Please note that you will need to locate the specific CITES permit application service and log in to the e-Licensing website.

*STEP 3:*
 Pay a fee of S$12 per permit per species. The permits are subject to a *minimum* total fee of *S$60*.



For more information on bringing in Asian arowana (Dragonfish), you can also refer to our Factsheet on Bringing Dragonfish into Singapore.
*Non-CITES listed species*

Type of ornamental fish
Personal allowance (Maximum amount allowed without a licence from AVA)

Fish (excludes kois and carps)
*30 pieces* packed in *no more than 3 litres* of water per person per tripSubject to a maximum of 60 pieces in no more than 6 litres of water per car (2 or more persons must be present in the car) 

 Marine invertebrates (Non-swimming, e.g. soft corals, starfish, sea cucumbers, etc.)
*5 pieces* of *not more than 5 kg* in total weight per person per tripSubject to a maximum of 10 pieces of not more than 10 kg in total weight per car (2 or more persons must be present in the car) 



Combinations of the above (both CITES and non-CITES) may be imported by travellers but the total quantity must not exceed 5 kg and the quantity of each item must be within the respective stated limit.
*Species which require an import permit from AVA*

The import of the species listed below requires an import permit from AVA.
*Non-CITES listed species*

Type of ornamental fish
Personal allowance (Maximum amount allowed without a licence from AVA)

Kois/carps (Cyprinus carpio)
*30 pieces* packed in *no more than 3 litres* of water per person per tripSubject to a maximum of 60 pieces in no more than 6 litres of water per car (2 or more persons must be present in the car) 
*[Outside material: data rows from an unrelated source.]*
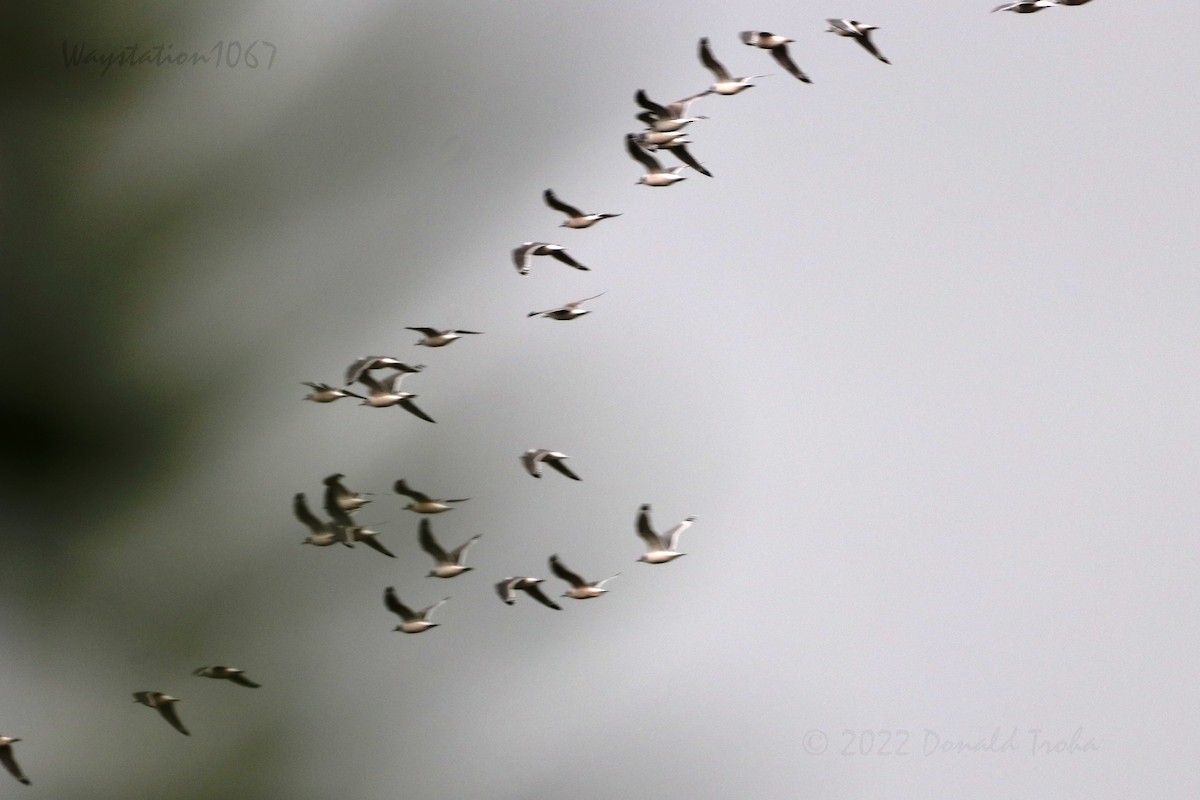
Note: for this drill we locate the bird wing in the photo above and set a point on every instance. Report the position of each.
(10, 763)
(672, 536)
(402, 488)
(504, 589)
(557, 463)
(460, 553)
(540, 596)
(393, 602)
(645, 530)
(430, 545)
(649, 104)
(682, 154)
(168, 713)
(300, 509)
(713, 65)
(558, 205)
(635, 150)
(239, 678)
(411, 407)
(532, 458)
(785, 60)
(562, 256)
(557, 567)
(427, 612)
*Apply for import permit from AVA*
Apply for an import permit from AVA before you bring your ornamental fish into Singapore. You are required to pay a permit fee of S$3.50 per consignment. 
*Notes for travellers*

These guidelines apply to species allowed for import under Singapore laws. If you are not sure if the species you intend to bring in is allowed or requires CITES permits, do clarify with AVA before import. When in doubt, please declare your items to the ICA officers. 
Contact the Ornamental Fish general office at *(65) 6751 9804* for more information on applying for an import permit from AVA and bringing ornamental fish into Singapore.

--

Source: http://www.ava.gov.sg/explore-by-sec...orting/animals

----------


## tetrakid

Any chance of finding or bringing back some live juicy Daphnia from Bali?

----------


## Ke77eth

can you actually bring them back? Do you need any permit or something ?

----------


## tetrakid

> can you actually bring them back? Do you need any permit or something ?


Need to refer to AVA regulations.

----------